Community discussions on linux.do feature detailed comparisons with Manus, MiniMax, ChatGPT, and Perplexity, with users reporting that BettaFish produces deeper and more structured analysis than any of the commercial alternatives for Chinese-language social media topics.[2]

"What Shanda valued was not BaiFu's technical level per se. It was his complete planning of the entire process from data collection, analysis to prediction, and his ability to identify and define real and valuable problems and try to solve them in new AI-based ways."

- Chen Tianqiao, Shanda Group founder (source)

Limitations and Open Questions

BettaFish is not without rough edges. The GPL-2.0 license means any derivative work must also be open source, which limits commercial adoption. The system requires multiple LLM API keys and a running database, making the initial setup more involved than a simple pip install.

The crawler subsystem (MindSpider) raises the usual ethical and legal questions about scraping social media at scale. The project's disclaimer explicitly states it is for academic and educational use only, not commercial deployment. Whether that disclaimer holds up under scrutiny depends on jurisdiction.

Performance at scale is also an open question. Running four LLM agents plus a moderator plus sentiment models on large datasets burns API credits quickly. The system's cost efficiency depends heavily on which models you configure and how many debate rounds you allow.

What It Means for the Space

BettaFish is one of the clearest examples of what a single skilled developer can build with modern AI tools. It is a complete, functional intelligence platform built without any agent framework dependency, without a team of engineers, and without enterprise backing (at least initially).

The Forum Engine pattern is worth watching. Forcing agents to debate rather than just merge is a simple but powerful idea that could apply to any multi-agent system.
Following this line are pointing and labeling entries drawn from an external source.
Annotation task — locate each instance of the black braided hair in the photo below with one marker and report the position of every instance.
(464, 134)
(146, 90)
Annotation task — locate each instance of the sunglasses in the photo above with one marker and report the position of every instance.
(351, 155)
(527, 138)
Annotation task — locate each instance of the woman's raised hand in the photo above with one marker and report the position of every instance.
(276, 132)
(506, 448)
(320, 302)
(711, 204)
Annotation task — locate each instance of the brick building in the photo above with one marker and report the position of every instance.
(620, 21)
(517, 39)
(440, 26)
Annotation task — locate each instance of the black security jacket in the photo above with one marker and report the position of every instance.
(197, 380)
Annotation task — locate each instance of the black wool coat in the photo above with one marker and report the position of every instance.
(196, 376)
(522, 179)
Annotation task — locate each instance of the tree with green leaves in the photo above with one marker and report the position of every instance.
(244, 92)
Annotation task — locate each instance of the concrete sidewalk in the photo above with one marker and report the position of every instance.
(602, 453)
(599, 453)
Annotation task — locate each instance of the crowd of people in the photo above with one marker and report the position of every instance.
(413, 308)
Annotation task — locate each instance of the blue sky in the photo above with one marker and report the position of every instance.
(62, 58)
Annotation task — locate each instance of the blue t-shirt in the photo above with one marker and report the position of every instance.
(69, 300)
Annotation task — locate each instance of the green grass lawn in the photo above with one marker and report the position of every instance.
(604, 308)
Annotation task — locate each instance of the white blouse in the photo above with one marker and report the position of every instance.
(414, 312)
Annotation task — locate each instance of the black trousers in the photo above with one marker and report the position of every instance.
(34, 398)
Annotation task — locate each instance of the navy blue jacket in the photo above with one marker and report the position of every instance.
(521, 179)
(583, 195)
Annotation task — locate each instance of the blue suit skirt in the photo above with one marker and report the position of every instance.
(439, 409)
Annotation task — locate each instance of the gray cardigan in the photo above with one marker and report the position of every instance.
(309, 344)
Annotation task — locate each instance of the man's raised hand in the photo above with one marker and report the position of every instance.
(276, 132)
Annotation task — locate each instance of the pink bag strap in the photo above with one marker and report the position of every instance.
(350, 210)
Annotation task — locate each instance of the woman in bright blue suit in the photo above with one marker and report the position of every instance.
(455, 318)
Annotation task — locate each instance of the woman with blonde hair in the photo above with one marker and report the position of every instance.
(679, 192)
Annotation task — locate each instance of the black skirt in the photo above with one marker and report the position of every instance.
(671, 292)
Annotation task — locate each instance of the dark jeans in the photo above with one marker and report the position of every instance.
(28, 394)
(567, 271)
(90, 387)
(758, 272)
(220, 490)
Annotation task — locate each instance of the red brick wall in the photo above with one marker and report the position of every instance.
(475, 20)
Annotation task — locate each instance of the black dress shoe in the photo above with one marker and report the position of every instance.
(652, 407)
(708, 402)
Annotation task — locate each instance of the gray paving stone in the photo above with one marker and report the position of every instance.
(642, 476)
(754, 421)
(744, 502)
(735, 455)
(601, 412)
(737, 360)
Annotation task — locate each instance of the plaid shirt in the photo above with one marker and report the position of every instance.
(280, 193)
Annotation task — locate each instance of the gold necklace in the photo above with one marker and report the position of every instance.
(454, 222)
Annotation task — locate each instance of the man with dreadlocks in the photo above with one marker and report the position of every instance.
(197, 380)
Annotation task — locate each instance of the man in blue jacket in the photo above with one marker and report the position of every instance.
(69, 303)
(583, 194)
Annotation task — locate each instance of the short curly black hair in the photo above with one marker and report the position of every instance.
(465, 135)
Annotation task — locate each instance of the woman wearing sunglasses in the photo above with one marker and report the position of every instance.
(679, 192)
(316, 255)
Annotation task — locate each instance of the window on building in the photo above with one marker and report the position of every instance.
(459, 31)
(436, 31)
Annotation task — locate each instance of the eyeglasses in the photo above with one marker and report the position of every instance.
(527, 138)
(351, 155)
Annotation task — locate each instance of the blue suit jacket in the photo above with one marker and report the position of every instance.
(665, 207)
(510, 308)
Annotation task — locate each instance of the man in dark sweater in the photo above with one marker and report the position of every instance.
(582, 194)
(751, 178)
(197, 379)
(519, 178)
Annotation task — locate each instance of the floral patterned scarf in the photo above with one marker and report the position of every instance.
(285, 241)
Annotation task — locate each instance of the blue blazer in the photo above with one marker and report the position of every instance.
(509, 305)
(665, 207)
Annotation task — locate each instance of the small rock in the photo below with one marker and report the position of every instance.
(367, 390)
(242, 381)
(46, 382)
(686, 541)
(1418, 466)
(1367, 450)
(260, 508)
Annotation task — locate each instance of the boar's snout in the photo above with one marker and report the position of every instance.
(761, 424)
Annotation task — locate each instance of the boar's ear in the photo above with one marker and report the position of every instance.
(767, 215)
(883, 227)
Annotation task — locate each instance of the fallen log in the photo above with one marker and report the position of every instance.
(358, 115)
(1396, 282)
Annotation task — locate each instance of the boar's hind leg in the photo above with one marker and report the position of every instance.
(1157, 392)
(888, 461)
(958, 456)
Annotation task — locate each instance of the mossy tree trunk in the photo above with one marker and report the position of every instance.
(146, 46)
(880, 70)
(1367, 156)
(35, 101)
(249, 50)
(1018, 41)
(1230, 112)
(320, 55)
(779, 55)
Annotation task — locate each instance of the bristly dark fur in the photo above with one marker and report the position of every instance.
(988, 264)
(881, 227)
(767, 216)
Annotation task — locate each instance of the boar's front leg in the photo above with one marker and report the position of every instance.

If your agents never disagree, they are probably just an expensive way to average out one model's opinion.

The project also demonstrates that the real moat in AI-powered analysis is not the model. It is the pipeline. Anyone can call GPT-4. The value is in crawling the data, structuring it, running domain-specific models on it, orchestrating the analysis, and producing validated outputs. BettaFish does all of that, and it does it in the open.